(A) Transcriptional activity (GRO-seq) in hot and cold TADs (reads per kilobase per million mapped reads [RPKM]). Two-tailed t test was used.
(B) GFP mean fluorescence intensity (a measure of vector transcriptional activity) and GFP fluorescence loss in 836 cell clones containing the no-DIVAC GFP7 vector (inset, same data plotted on different axes).
(C) Enrichment analysis in hot versus cold TADs. The signal for each parameter or factor (log(RPKM)) was compared between hot and cold TADs (two-tailed t test, with p values corrected for multiple hypothesis testing, Bonferroni correction). Corrected p values are plotted; NS, not significant; *p < 1.7 × 10e–3; **p < 1.7 × 10e–6; ***p < 1.7 × 10e–8. Data derived from Ramos: ChIP-seq for the indicated transcription or chromatin factors or modified histones, GRO-seq (GRO), and Assay for Transposase-Accessible Chromatin with high-throughput sequencing (ATAC-seq). NPC, nuclear pore components; Pol II, total RNA polymerase II; S5P, serine-5-phosphorylated Pol II.

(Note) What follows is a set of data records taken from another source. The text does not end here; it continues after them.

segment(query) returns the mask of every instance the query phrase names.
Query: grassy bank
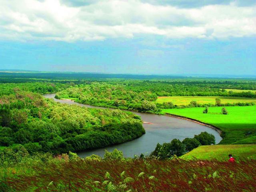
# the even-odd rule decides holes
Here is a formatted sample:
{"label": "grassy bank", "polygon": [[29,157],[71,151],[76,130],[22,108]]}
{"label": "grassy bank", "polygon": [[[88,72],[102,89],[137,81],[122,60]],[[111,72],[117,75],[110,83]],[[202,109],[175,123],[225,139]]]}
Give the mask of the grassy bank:
{"label": "grassy bank", "polygon": [[220,114],[222,107],[163,109],[167,114],[183,116],[212,125],[223,132],[220,144],[256,144],[256,106],[226,107],[228,115]]}
{"label": "grassy bank", "polygon": [[227,161],[229,154],[236,160],[247,158],[256,159],[256,145],[216,145],[200,146],[183,155],[181,158],[186,160],[194,158],[202,160],[216,159]]}
{"label": "grassy bank", "polygon": [[162,103],[164,102],[172,102],[177,105],[188,105],[192,101],[195,101],[200,104],[215,104],[215,99],[220,99],[222,103],[236,103],[254,102],[256,103],[256,98],[238,97],[222,97],[219,96],[172,96],[158,97],[156,102]]}
{"label": "grassy bank", "polygon": [[12,192],[254,191],[256,163],[255,160],[230,164],[216,160],[63,160],[28,169],[10,168],[2,178],[0,190],[2,188],[1,191]]}

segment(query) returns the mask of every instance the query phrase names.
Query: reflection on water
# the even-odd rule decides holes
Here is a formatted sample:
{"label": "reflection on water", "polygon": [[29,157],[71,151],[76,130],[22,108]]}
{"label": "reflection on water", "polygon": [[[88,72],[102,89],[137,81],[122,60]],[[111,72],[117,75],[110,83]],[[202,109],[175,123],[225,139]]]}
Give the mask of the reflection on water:
{"label": "reflection on water", "polygon": [[[106,108],[76,103],[72,101],[56,99],[54,98],[55,95],[54,94],[47,94],[44,95],[44,96],[53,98],[55,101],[62,103],[76,104],[90,108]],[[122,151],[126,157],[133,157],[135,154],[139,155],[142,153],[149,154],[154,150],[157,143],[162,144],[170,142],[175,138],[182,141],[186,138],[193,138],[194,135],[199,134],[204,131],[213,134],[215,136],[216,144],[218,143],[222,139],[216,130],[192,121],[164,115],[133,112],[140,116],[144,122],[153,123],[143,124],[146,134],[139,138],[122,144],[78,152],[77,154],[80,157],[90,156],[92,154],[102,156],[105,153],[105,150],[112,151],[115,148]]]}

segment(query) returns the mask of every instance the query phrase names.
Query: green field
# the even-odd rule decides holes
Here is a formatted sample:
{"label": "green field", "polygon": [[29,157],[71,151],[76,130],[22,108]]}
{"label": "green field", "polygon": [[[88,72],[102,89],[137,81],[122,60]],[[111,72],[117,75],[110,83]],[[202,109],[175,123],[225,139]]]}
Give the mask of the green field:
{"label": "green field", "polygon": [[227,161],[228,155],[232,154],[236,160],[256,159],[256,145],[217,145],[200,146],[181,156],[190,160],[194,158],[202,160],[216,159]]}
{"label": "green field", "polygon": [[[162,109],[162,112],[188,117],[219,128],[223,132],[221,144],[256,144],[256,106],[225,107],[228,115],[220,114],[222,107],[210,107],[207,114],[202,113],[204,108],[199,107]],[[251,134],[246,135],[248,132]]]}
{"label": "green field", "polygon": [[232,91],[235,93],[242,93],[242,92],[248,92],[250,91],[253,93],[256,92],[256,90],[244,90],[242,89],[224,89],[226,90],[228,92]]}
{"label": "green field", "polygon": [[164,102],[172,102],[177,105],[188,105],[192,101],[196,101],[198,103],[205,104],[215,104],[215,99],[219,98],[222,103],[246,103],[254,102],[256,103],[256,98],[239,97],[222,97],[220,96],[172,96],[158,97],[156,102],[162,103]]}

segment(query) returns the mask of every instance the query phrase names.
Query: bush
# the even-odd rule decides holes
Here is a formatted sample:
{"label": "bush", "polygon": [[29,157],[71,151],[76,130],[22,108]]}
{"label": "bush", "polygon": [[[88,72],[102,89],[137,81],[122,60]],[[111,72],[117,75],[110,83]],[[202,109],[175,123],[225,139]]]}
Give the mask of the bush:
{"label": "bush", "polygon": [[107,150],[105,151],[104,159],[106,160],[121,160],[124,159],[123,152],[118,151],[117,149],[114,149],[112,152],[109,152]]}
{"label": "bush", "polygon": [[158,143],[150,156],[165,159],[174,155],[180,156],[185,153],[185,147],[182,143],[178,139],[174,139],[170,143],[164,143],[162,145]]}
{"label": "bush", "polygon": [[212,134],[206,132],[202,132],[198,135],[195,135],[194,138],[198,141],[202,145],[210,145],[215,144],[215,137]]}
{"label": "bush", "polygon": [[219,98],[216,98],[215,99],[215,104],[217,106],[221,106],[221,101]]}
{"label": "bush", "polygon": [[227,109],[225,108],[224,107],[222,109],[221,109],[221,114],[223,114],[224,115],[227,115],[228,114],[228,111],[227,110]]}
{"label": "bush", "polygon": [[190,151],[201,145],[200,142],[194,138],[186,138],[182,141],[182,144],[186,147],[186,151]]}
{"label": "bush", "polygon": [[205,107],[205,109],[203,111],[203,113],[208,113],[208,106]]}

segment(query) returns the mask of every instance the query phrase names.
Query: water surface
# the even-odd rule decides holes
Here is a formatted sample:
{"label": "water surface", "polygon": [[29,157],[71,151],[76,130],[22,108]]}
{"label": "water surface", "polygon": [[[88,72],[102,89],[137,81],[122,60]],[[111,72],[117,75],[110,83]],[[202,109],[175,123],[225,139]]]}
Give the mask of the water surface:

(D) Analysis of enhancers and super-enhancers in hot and cold TADs. Fraction of TADs that contain one or more super-enhancer is shown (left); fraction of the length of each TAD that is occupied by regular enhancers (middle), or super-enhancers (right). Data for all hot and cold TADs are shown. Fisher exact test and two-tailed t test were used.
(E) Composite graph of NIPBL binding intensity to regulatory elements in hot, cold, and all TADs.
(F) Distribution of NIPBL binding and SHM susceptibility in hot TADs. Hot TADs were clustered based on similarities in their distribution of normalized NIPBL intensities into six groups (rows). NIPBL distribution (top heatmap) and distribution of SHM susceptibility (bottom heatmap) is shown for the six groups of TADs. Scale bars at right.
(G) Plot of correlation coefficients obtained by comparing the distribution of NIPBL binding intensity and SHM susceptibility for each pair of rows in the data from (F).